Alors que beaucoup d’acteurs sont de taille modeste, ils ont de la peine à se faire entendre face aux rouleaux compresseurs de GAFAMs et aux inerties qui président aux choix des grandes entreprises et des administrations réticentes à sortir des sentiers ordinaires, leurs solutions ne sont pas examinées.

De plus ils sont parfois concurrents mais ils peuvent partager un intérêt commun qui les dépasse tous selon l’adage « L’union fait la force ». Un petit groupe d’acteurs, plus engagés est convaincu qu’une plus grande cohérence des actions devrait résulter de l’adoption de quelques règles permettant d’établir un partenariat sincère entre ceux qui veulent œuvrer dans cet objectif

Les engagements

L’ensemble des signataires de la Charte s’engage à :

·          Soutenir le combat pour notre souveraineté numérique.

·         A suivre la mise en place des éléments suivants constitutifs de la souveraineté de nos solutions :

o   Proposer un hébergement souverain, notamment pour leurs clients Français. Des hébergements alternatifs sont tout à fait envisageables dans la conquête d’un marché international, mais il faut proposer des hébergements différenciés mais étanches. Opéré par un acteur à capitaux majoritairement français et européens

o   Les dispositifs de traçages doivent être envisagés en fonction des objectifs de souveraineté et dans le respect des libertés individuelles

·         Utiliser les solutions souveraines existantes comme réseaux sociaux, média pour les communications du collectif en sus des réseaux sociaux et solutions GAFAMs incontournables encore à ce jour.

·         Proposer de façon gracieuse leur solution ou plateforme pour le collectif et dans le cadre strict du collectif.

·         Proposer à chaque membre du collectif un tarif préférentiel ne déséquilibrant ni son modèle économique, ni celui de ses concurrents souverains pouvant être aussi dans le collectif.

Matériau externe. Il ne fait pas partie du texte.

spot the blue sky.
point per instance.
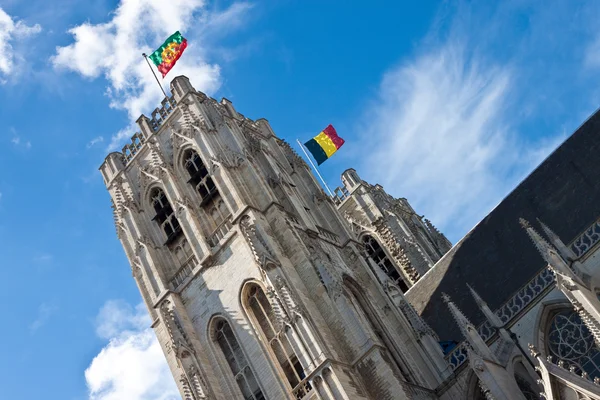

L’objectif est de se soutenir entre nous et créer un écosystème.

·         A porter, et soutenir toutes initiatives nouvelles et innovantes (Parrainage de développeurs, jeunes pousses)

·         Etablir un tableau d’équivalence qui permettra de mettre en regard de chaque solution américaine ou chinoise la ou les solutions françaises équivalent. Cela permettra à chaque membre de mieux comprendre le positionnement de chacun, mais cela pourra aussi être utilisé dans nos déférentes communications

 

Une autorégulation

Les règles ont été énoncées de façon suffisamment simple pour être le reflet de l’esprit de l’action proposée.

Leur libre acceptation est la condition nécessaire pour pouvoir apporter et recevoir de cette mini-communauté.  La règle «il faut donner pour recevoir » est supposée comprise comme « carburant » des actions communes.

Les comportements « parasites » sont évidemment intolérables et seraient, parmi d’autres déviants, une raison d’exclusion de ce groupe qui compte sur la sincérité de ses membres.